Particularly with its outreach to women, workers’ education has registered major growth in recent years. Its future is promising. In the early years, workers’ education was provided mostly by “friends of labor,” social, religious, or political organizations committed to improving the life of working people through building a better society. Currently, unions and universities are the major labor education suppliers. Union-sponsored education, for many years a tertiary activity, took a major leap forward with the establishment of the George Meany Center for Labor Studies, a year-round leadership training program sponsored by the AFL-CIO for its affiliated unions. Many national unions have increased their budgets for education. A notable example is the United Automobile Workers, whose Family Education Center involves union members and their families in a residential program of union and political education. University and college-sponsored programs for workers also are on the rise, reflecting the general upward trend in adult education. While universities have been involved in workers’ education for more than fifty years, the growth has been notable since World War II. The latest arrivals on the scene are community colleges, which have recently discovered labor unions as a new constituency congenial to the natural interest of these schools in occupational and community education.

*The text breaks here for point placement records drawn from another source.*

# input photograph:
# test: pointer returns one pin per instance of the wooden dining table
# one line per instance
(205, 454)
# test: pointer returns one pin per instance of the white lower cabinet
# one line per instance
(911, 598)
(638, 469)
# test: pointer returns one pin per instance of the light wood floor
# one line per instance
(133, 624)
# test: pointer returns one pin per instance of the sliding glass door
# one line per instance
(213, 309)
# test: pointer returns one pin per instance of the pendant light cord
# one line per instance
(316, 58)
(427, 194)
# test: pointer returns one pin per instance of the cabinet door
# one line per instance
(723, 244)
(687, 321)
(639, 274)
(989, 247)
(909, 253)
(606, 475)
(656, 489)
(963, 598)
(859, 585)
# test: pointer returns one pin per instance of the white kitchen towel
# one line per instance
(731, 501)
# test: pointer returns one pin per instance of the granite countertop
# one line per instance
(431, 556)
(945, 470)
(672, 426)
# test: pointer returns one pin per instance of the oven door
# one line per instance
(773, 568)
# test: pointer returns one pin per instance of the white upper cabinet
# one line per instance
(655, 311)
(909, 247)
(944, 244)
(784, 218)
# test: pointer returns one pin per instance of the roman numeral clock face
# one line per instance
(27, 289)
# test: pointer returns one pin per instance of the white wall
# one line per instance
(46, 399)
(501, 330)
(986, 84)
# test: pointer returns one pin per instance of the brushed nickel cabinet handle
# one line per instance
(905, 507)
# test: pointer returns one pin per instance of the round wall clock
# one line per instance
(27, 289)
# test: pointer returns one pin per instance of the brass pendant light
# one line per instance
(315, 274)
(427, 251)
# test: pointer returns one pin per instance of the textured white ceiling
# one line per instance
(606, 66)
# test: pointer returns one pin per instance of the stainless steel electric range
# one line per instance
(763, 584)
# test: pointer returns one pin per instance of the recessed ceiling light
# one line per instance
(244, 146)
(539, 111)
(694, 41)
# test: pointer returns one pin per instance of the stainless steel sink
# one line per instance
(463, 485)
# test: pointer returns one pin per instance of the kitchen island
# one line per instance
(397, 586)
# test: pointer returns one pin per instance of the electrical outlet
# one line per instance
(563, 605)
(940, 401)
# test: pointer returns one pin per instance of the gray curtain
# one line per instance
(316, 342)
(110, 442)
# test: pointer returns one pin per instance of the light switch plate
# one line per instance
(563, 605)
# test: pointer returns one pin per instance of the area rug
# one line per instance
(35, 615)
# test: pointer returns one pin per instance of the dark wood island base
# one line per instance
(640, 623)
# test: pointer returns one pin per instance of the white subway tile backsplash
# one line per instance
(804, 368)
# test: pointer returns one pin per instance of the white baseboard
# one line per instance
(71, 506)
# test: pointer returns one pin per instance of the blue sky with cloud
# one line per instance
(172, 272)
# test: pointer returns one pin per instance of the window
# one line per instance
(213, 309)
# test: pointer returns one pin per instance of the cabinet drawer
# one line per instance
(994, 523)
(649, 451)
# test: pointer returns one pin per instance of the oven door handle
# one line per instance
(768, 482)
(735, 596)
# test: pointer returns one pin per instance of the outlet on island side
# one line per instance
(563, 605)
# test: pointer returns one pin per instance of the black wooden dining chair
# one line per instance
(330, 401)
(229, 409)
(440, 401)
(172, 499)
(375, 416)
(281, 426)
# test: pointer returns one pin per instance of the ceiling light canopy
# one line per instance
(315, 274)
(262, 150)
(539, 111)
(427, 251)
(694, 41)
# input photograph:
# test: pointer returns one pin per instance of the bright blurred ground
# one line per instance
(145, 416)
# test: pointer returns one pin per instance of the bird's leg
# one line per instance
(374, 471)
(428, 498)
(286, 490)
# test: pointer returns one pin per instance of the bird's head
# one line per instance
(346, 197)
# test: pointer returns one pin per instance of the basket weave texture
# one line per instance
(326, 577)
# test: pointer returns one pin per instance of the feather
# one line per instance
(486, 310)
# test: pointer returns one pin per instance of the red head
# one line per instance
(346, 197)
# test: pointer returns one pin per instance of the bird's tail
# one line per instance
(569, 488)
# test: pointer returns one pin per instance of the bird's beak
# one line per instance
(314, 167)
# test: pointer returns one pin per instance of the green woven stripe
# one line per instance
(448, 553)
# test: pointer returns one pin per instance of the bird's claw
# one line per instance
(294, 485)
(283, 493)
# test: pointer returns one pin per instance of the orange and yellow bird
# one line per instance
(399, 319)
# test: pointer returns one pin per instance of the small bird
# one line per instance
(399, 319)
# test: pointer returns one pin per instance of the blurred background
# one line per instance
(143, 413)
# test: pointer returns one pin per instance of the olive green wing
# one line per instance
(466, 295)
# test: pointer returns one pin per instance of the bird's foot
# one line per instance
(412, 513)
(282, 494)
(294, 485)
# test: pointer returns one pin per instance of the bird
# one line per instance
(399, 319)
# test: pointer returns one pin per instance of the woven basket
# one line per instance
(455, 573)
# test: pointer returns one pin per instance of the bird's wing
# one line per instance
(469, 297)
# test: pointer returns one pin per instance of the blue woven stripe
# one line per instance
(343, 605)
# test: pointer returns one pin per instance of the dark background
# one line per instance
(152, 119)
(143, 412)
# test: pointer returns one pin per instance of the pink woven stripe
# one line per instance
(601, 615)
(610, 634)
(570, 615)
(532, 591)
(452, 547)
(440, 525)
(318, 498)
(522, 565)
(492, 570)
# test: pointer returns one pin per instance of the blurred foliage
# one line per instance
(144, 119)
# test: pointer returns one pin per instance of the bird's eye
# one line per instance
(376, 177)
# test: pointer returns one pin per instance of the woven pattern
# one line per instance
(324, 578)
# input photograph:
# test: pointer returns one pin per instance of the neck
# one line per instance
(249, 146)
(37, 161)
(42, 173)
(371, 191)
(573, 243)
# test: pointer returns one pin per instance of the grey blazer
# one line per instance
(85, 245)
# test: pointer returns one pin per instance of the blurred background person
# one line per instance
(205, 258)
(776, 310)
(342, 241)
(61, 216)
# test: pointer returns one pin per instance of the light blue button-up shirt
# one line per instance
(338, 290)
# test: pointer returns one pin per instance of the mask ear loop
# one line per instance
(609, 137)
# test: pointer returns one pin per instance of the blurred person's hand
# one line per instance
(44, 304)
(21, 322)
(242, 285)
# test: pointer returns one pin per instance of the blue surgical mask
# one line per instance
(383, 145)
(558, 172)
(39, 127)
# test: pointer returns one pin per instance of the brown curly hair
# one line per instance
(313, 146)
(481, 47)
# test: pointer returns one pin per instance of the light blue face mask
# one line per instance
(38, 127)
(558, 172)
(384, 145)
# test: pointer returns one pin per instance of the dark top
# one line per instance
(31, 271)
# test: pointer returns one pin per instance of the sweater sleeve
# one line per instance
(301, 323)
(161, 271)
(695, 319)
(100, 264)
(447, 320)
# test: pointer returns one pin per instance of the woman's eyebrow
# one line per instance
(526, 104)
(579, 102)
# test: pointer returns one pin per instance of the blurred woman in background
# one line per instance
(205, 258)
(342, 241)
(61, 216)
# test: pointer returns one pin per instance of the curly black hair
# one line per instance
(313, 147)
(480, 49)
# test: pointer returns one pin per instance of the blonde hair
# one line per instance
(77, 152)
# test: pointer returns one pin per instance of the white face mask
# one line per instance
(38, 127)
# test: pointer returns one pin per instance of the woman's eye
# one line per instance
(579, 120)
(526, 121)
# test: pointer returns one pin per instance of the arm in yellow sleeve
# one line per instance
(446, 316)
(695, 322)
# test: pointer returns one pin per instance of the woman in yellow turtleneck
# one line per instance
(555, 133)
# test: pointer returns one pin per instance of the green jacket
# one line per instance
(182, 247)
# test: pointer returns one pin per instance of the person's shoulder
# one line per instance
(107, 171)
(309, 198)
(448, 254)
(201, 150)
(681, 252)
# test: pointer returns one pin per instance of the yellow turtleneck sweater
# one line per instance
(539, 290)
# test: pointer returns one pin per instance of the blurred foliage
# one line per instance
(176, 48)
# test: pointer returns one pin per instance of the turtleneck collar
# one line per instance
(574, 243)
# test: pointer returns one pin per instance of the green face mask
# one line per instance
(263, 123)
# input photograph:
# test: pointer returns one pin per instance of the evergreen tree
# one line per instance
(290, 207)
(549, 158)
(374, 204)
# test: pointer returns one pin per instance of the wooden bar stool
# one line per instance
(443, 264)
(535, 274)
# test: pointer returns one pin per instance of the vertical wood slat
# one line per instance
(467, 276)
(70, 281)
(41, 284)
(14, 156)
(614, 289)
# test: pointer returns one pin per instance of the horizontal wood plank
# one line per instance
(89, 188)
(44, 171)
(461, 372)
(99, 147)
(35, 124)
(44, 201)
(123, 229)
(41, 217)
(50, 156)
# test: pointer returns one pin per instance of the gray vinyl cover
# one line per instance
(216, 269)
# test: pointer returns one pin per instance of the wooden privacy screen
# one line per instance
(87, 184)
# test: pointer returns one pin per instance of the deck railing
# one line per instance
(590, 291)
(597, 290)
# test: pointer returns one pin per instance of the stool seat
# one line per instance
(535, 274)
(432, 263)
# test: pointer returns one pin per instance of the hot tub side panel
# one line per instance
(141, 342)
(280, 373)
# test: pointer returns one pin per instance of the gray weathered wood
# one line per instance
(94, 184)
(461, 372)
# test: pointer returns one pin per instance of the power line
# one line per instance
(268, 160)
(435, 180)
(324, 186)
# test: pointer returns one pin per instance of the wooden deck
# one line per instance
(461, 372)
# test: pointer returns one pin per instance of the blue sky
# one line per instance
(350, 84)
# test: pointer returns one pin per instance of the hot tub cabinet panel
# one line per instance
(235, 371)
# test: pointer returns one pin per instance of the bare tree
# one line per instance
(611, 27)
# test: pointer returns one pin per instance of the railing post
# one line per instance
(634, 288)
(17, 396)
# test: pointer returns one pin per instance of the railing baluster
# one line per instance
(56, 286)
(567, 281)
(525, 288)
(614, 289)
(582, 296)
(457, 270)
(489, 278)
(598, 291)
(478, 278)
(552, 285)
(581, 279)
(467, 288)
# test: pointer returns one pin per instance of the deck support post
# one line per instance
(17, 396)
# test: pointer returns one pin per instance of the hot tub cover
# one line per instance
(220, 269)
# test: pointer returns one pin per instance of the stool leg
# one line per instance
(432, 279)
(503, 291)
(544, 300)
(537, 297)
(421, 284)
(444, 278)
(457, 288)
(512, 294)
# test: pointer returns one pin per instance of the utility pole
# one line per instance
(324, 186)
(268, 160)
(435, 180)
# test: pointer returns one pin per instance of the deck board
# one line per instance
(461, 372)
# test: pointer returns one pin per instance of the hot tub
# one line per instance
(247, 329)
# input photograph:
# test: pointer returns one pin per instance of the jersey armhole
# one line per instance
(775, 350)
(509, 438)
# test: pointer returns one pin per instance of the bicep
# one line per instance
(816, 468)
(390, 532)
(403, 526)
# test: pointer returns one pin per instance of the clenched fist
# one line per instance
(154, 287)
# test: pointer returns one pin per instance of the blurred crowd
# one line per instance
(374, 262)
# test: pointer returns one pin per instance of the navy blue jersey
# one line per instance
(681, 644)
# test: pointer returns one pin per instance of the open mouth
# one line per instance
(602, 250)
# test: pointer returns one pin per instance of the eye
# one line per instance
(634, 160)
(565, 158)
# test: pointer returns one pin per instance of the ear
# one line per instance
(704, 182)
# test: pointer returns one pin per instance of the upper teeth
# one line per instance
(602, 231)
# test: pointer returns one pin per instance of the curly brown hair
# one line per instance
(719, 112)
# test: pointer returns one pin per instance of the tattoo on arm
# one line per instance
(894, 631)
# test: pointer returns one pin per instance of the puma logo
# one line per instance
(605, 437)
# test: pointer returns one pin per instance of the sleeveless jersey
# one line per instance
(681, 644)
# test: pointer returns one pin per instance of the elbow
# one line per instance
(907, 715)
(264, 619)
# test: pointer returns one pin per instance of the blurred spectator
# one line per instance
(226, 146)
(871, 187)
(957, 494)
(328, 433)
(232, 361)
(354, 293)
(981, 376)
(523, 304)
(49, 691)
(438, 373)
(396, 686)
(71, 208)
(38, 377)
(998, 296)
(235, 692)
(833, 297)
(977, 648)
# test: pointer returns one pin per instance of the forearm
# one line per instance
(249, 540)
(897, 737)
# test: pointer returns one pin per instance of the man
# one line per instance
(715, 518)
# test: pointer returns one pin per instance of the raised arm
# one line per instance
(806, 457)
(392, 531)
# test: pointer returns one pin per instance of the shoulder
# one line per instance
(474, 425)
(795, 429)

Under the leadership of the American Association of Community and Junior Colleges, their outreach has been through initiatives to new groups of worker students that link apprenticeship training and associate degree credits.

Most programs of workers’ education have been and continue to be non-credit, dealing with subjects closely related to work and union interests and conducted on an informal basis. Participatory teaching methods and action orientation are the key characteristics. Credit and degree programs in the field of labor studies are a new but growing trend and are currently offered by seventy-five colleges and universities.

What influences this demand for college credit programs in labor studies? First, technological changes have transformed this country’s labor force from blue collar to predominately white collar; second, rising levels of education and income make credit and degree work possible; and, third, new constituencies of union membership, particularly in the public sector, find job advancement as well as union leadership skills linked to college credit course work.

On the supply side, credit and degree programs for working adults have been encouraged by, first, the availability of financing from union-negotiated educational benefit plans, and, second, the pressure on higher education to offset the demographically projected decline in traditional college-age enrollments.

Working women, long underrepresented in workers’ education activities, recently have been increasing their share. As they enter the work force in growing numbers and aspire to leadership roles in the union and the community, women seek educational opportunities that reinforce their struggle for equality.

This growth in activity in the labor education field has resulted in a shortage of experienced professionals to carry it on. Limited funding forces universities and unions to rely heavily on part-time instructors, many of whom often need “retooling” for adult teaching. A national workers’ education center for curriculum and materials development that would provide an established sequence of instructor training has been a long-time dream of many of us in this field.

Labor Education for Women Workers is an important first step in meeting the needs of a profession enjoying a renaissance today and for which the future is bright.